Para quem não queira lidar com toda a logística de minibuses, ferries e mulas, o Alpes albaneses — 3 dias em Theth é o pacote ideal: três dias com motorista privado, guesthouse familiar e refeições típicas incluídas. Para combinar os Alpes com o resto do país num plano mais completo, considere o Tour privado Albânia 6 dias — UNESCO — que liga o norte ao sul em seis dias.
Em Theth, as guesthouses tradicionais (Bujtina Polia, Tradita, Rupa) servem dormida com pequeno-almoço e jantar caseiro por 30–40 euros por pessoa. Em Valbona, há opções semelhantes (Rilindja, Quku i Valbonës) com preços equiparados. As refeições incluem queijos da região, leitão assado, fli em camadas, vegetais marinados e raki da casa.

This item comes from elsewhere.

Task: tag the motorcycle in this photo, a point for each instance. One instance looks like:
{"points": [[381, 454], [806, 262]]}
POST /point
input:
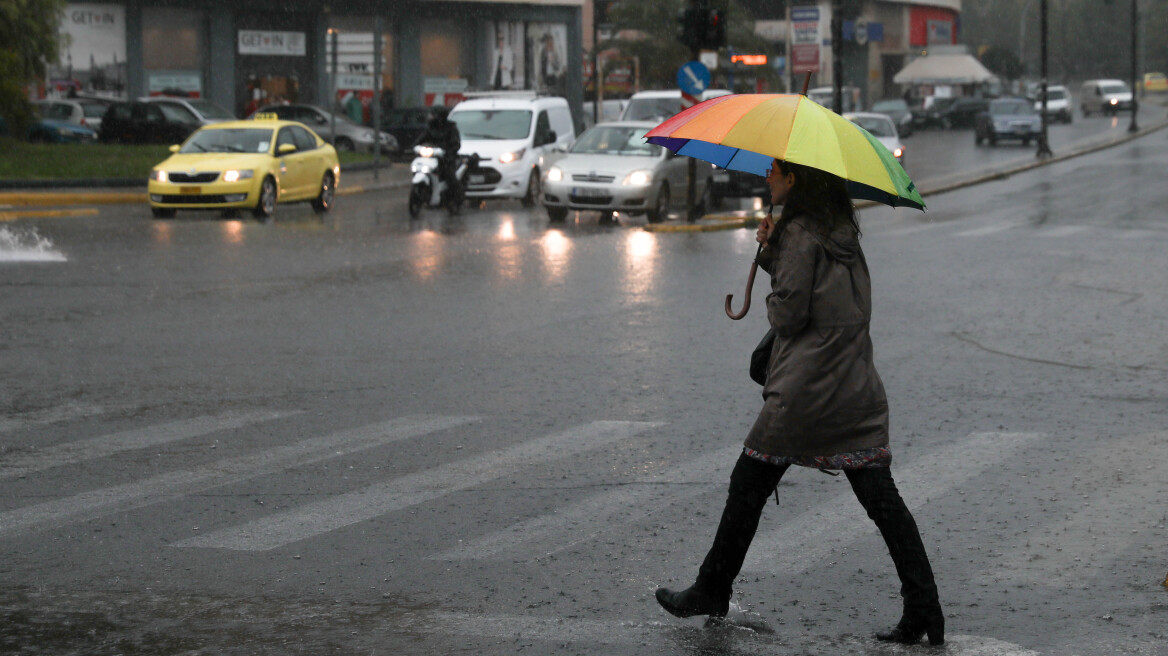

Reserve com antecência em julho e agosto — a oferta é limitada.
É perigoso fazer a travessia sem guia? Não, em época alta o trilho está bem marcado e há sempre outros caminhantes. Em maio, junho ou outubro, contudo, com tempo instável, contratar guia local (40–60 euros) é boa política.
Os Alpes Albaneses são adequados para crianças? Para crianças a partir dos 10–12 anos, sim, com mochila ligeira. Abaixo dessa idade, escolha caminhadas curtas como Grunas ou Blue Eye em Theth.
Vale a pena fazer só Theth ou só Valbona? Vale, sobretudo Theth, que tem mais cascatas e percursos curtos numa área pequena. Valbona pede mais ambição de marcha.
O que vestir? Camadas. Técnico respirável, casaco impermeveínvel e botíes de caminhada com tornozelo. Mesmo em julho a temperatura no Passo de Valbona pode descer abaixo dos 10ºc.
Há um pormenor que nenhum guia em inglês costuma assinalar mas que faz sentido recordar para o leitor português: até à década de 1990, esta região esteve total e literalmente fechada ao mundo. O regime de Enver Hoxha proibia não só a entrada de estrangeiros como a saída dos próprios habitantes — à fronteira com a Jugoslávia, ali a poucos quilómetros, era zona militar. Quando a abertura chegou em 1991, os Alpes Albaneses ressurgiram intactos, sem hotéis em altura, sem estâncias de ski, sem fast-food, sem telefféricos. Isso explica o impacto de chegar cá hoje: é talvez a única região europeia onde se sente verdadeiramente que se viaja para trás no tempo, com menus em quadro de ardosia, dormindo em casas onde a laçeira ainda é acesa todas as noites para aquecer a sala. Para portugueses que cresceram com a serra do Gerês e sentem nostalgia do Portugal rural pré-turístico das décadas de 1970 e 1980, esta é paragem que toca fundo.
A região de Theth ficou conhecida pelo Kanun de Lekë Dukagjini, código de leis tradicionais escritas no século XV mas com origens mais antigas. O texto regulava casórios, fronteiras, hospitalidade e — sobretudo — as vinganças de sangue (gjakmarrja) entre clãs. As famílias visadas por uma vingança podiam recolher-se na Kulla e Ngujimit, a torre de reclusão, onde permaneciam até que a paz fosse mediada pelos pleiqs (anciões). A torre de Theth, restaurada como museu, mantém a sua aura trágica. Vale uma visita demorada — e uma conversa com a guesthouse onde estiver — para entender uma código que sobreviveu ao comunismo e que, em formas atenuadas, ainda hoje se discute em zonas profundas dos Alpes.
Não há caixas multibanco em Theth nem em Valbona — leve euros e lek em dinheiro. Sinal móvel é fraco no fundo do vale e quase ausente no passo. Existe wi-fi nas guesthouses. Energia eléctrica estável mas leve power bank. Água das nascentes e ribeiros é potável — albaneses bebem-na directamente — mas viajantes mais cautelosos preferem garrafa.